Surfing in Ecuador
If surfing is your sport, the best time to to take advantage of prime swells is December through April. During this time, the winter storms in the northern Pacific create NW swells as well as NW-SW combo swells — or west swells— transitioning into the Southern hemisphere swell season. Because the winds at this time of year along the majority of the coastline range from glassy to offshore, epic conditions prevail. Ecuador is consistently considered a world-class surfing destination during the Northern hemisphere winter. When the Pacific storm track dips further south than usual (El Nino), the surfing conditions in Ecuador are particularly legendary.
Beginner surfers especially appreciate the uncrowded waves during the May-November time frame. The surf conditions may still be glassy in the mornings, and then prevalent onshore winds (S-SW) pick up along the coastline.
Ecuador is noteworthy also for the sheer variety of surf conditions. Surfers find an equal proportion of rights to lefts, as well as an equal proportion of points, rock reefs, jetties, river mouths and beach breaks. Some of the breaks, depending on their orientation, work best on north swells, others on south swells and others on combo or "west" swells, making Ecuador a very dynamic surf destination. In general, the breaks are particularly tide sensitive. An approximately 2 meter (7 foot) tidal range will make or break many of the spots. Most spots are also heavily direction sensitive and swell dependent, some being magnets for swell and others needing larger swells to turn on. Wind is another variable to throw in, as some spots are more protected than others.

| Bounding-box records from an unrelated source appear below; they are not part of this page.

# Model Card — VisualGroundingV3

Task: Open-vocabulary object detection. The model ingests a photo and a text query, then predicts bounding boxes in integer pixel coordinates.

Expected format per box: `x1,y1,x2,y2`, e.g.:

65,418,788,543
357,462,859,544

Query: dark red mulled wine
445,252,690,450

Traveling from Bahia de Caraquez through Canoa and then north to the Mompiche area in Esmeraldas province, surfers will find a multitude of possibilities. Though Bahia is not generally considered to be a major surf town, surfers occasionally encounter giant SW swells and are pleased to discover one of the best left point breaks in all of Ecuador. In the Canoa zone, a series of river mouths and sand points come alive on NW swells, producing fun rippable waves over a sand bottom that seems more forgiving, making it a fantastic spot for beginners and intermediates. Mompiche, Ecuador's most famous world class left pointbreak, comes alive on big NW swells for which Ecuadorian surfers wait patiently. Luckily, this area is remote enough to find these swells, along with some of the surrounding waves, reasonably uncrowded.
This area begins along the due-north facing coastline of Manta, with straight-on exposure to winter NW swells along multiple point and jetty breaks. It extends to San Lorenzo Cape, a rugged zone with a series of remote point and reef breaks which work on a wide variety of swell directions and tides with varying wind protection. It ultimately reaches to the south facing end of the cape where some of Ecuador's hollowest beachbreaks and river mouths are found. In general, the Central Zone is home to Ecuador's least crowded surf. Most days, you can expect to be surfing with almost no one. The trade-off is that this zone’s surfing spots are more difficult to access, and have more challenging conditions to read, so it’s important to consult with some local and experienced surfers first.
Las Salinas and Montanita are two of the best-known beaches in southern Ecuador. Here, breaks are best on SW swells, but some do work very well on NW. Las Salinas is considered the playground for Guayaquil-based surfers, who come from 2 hours away. The coastline here is indented, with a variety of points, reefs, jetties, and beach breaks. Montanita has a level of notoriety among the international youth and backpackers who consider it to be somewhat of a Bohemian surf mecca and party town. Those who prefer less crowded conditions will often head out in the very early mornings.